算数・数学の分野では明確にする必要があって、「100以上200未満の整数の中に偶数はいくつあるか」など、定義できていないと解けないわけですが、あくまで言語の成長過程にある10代初期ぐらいの子供に教える内容であって、参照ページのようにいい歳をした大人が本気で分からなくて誰かに教えてもらわないとというのは嘆かわしい限りです。
投稿: らむね | 2021年5月26日 09:48
らむね さん:
「友達以上、恋人未満」は、友だちも含まれるということで、問題ないと思いますよ。
元々は友だちからスタートして、そこから恋人に至るまでの薄ぼんやりとしたレンジでうろうろしている状態ということで、OK (^o^)
それにしても、「以上、以下、未満」の説明を改めてしてもらわなければならないというのは、「ちょっとね〜」と言いたくなりますね。
投稿: tak | 2021年5月26日 11:21
「友達以上、恋人未満」の語感は、「ただの友達」ではないが「恋人とまでは言えない」ではないでしょうか。
数値と数値以外では意味する範囲が違うようです。
投稿: McC | 2021年5月26日 16:01
数量でなく観念的な話になると、「以上」も「以下」も基準を含まない意味合いになってくるような気がしますね。「以下」の場合は基準を含まないことを強調する意味で「未満」にしたりしますが(恋人"未満"なわけです)実質的にあまり変わらない印象はあります。「以上」は適当な言い方が無いことも関係あるかもしれません。
「銀メダル以上は確実」と言えば銀か金を指しますが、「彼にとってこの経験は銀メダル以上の価値がある」と言えば銀メダルなりの価値という意味合いは含んでいないんじゃないでしょうか。
「同等かそれ以上」なんて言い方もよく聞きますね(笑)
投稿: タニー | 2021年5月26日 18:19
McC さん:
私の言いたかったのは、「友だち」も含まれはするものの、さらに「そこから恋人に至るまでの薄ぼんやりとしたレンジでうろうろしている状態」ということでありますので、よろしく。
投稿: tak | 2021年5月26日 18:35
タニー さん:
>数量でなく観念的な話になると、「以上」も「以下」も基準を含まない意味合いになってくるような気がしますね。

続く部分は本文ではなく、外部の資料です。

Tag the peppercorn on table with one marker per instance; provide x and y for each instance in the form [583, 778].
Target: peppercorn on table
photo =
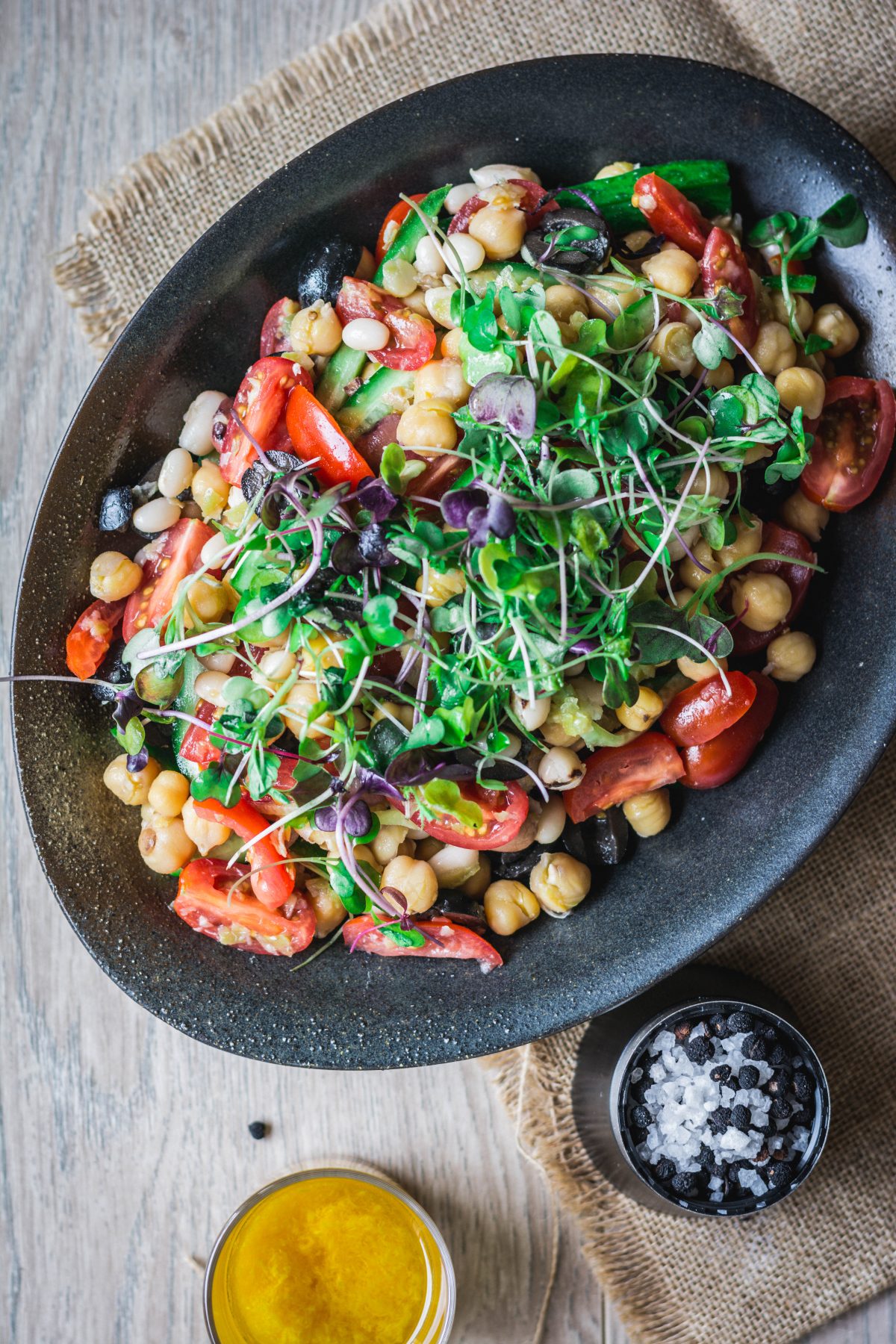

「基準を含まない」と言い切ってしまうのは、問題のように思いますよ。
>「以上」は適当な言い方が無いことも関係あるかもしれません。
であればこそ、わざわざ、そして敢えて、こんな言い方をすべきじゃなかったでしょう。
本文に書き足しましたが、そもそも「パジャマスーツ」というネーミングである以上、「パジャマ以上」と聞けば「パジャマとして使える」と受け取るのはごく自然のことと思うわけです。
投稿: tak | 2021年5月26日 18:38
>そもそも「パジャマスーツ」というネーミングである以上、「パジャマ以上」と聞けば「パジャマとして使える」と受け取るのはごく自然のことと思うわけです。

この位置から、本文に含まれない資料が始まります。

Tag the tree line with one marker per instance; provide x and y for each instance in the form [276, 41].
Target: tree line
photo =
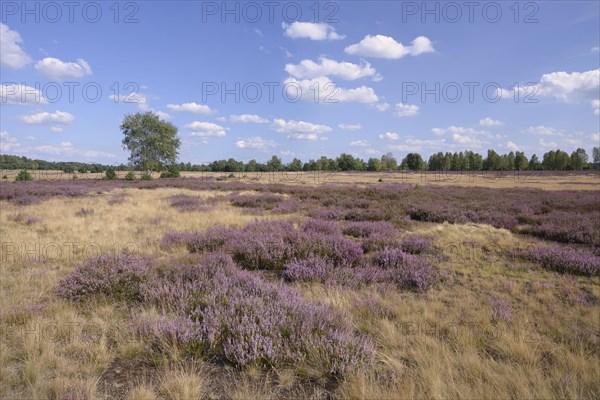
[553, 160]
[153, 145]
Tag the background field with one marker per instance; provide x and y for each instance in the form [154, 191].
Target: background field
[548, 180]
[494, 326]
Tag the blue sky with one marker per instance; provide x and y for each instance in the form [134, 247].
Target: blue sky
[362, 77]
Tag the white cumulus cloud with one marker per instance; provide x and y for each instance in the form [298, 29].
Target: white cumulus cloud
[381, 46]
[206, 129]
[490, 122]
[21, 95]
[308, 69]
[255, 143]
[311, 30]
[300, 130]
[406, 110]
[389, 136]
[191, 108]
[55, 69]
[544, 131]
[11, 53]
[512, 146]
[323, 90]
[8, 142]
[248, 119]
[57, 120]
[350, 127]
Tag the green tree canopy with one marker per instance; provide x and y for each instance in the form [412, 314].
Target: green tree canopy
[153, 143]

うーんそうでしょうか。私は前述のとおり以上以下超未満の定義には敏感な方ですが、このような商品で「パジャマ以上おしゃれ着未満」とあれば、「以上」と「~を超える」の混同を承知の上で「実際は純パジャマとしては捉えづらく、お昼寝以上コンビニ以下ぐらいだろうな」と抵抗なく推測します。「友達以上恋人未満の関係」とあったときに「ただの友達よりは深い関係なのだろうな」と捉えるのと同じようにです。「~を超える」に相当する適度な日本語がないのが原因でしょうね。
投稿: らむね | 2021年5月26日 22:10
らむね さん:
>「~を超える」に相当する適度な日本語がないのが原因でしょうね。
タニーさんのコメントへのレスでも書きましたが、そうであればこそ、敢えてこのような紛らわしいレトリックを使うのは、いかがなものかと。
投稿: tak | 2021年5月27日 05:31
>そうであればこそ、敢えてこのような紛らわしいレトリックを使うのは、いかがなものかと。
この論理はよくわかりません。
≧と>を区別する、「~を超える」に相当する口語で簡単に使える表現が無いからこそ「以上」の中に「~を超える」の意味が含まれるようになったのでは?
また「敢えて」とはどのような意味で使われていますか?この商品の販売者が「実際はパジャマとしては使えないけどふわっと「パジャマ以上」と書いておけばパジャマとして使えると勘違いした人も買ってしまって儲かるから、敢えて以上を使おう」という意味でしょうか。だとしたら邪推だと思いますが。
投稿: らむね | 2021年5月27日 22:46
らむね さん:
ごくごく単純な話に還元すれば、パジャマでもないのに「パジャマスーツ」というのは紛らわしいというだけのことです。
実際ラジオでこの話が紹介された時、初めは自然に「パジャマのまま起き出して、ネット会議にも出られる服」だと思い、そんな服って着たくないなあなんて感じてましたから。
というわけで、こんなことで勘違いで売れるなんて邪推するほど陰険じゃありませんので、よろしく。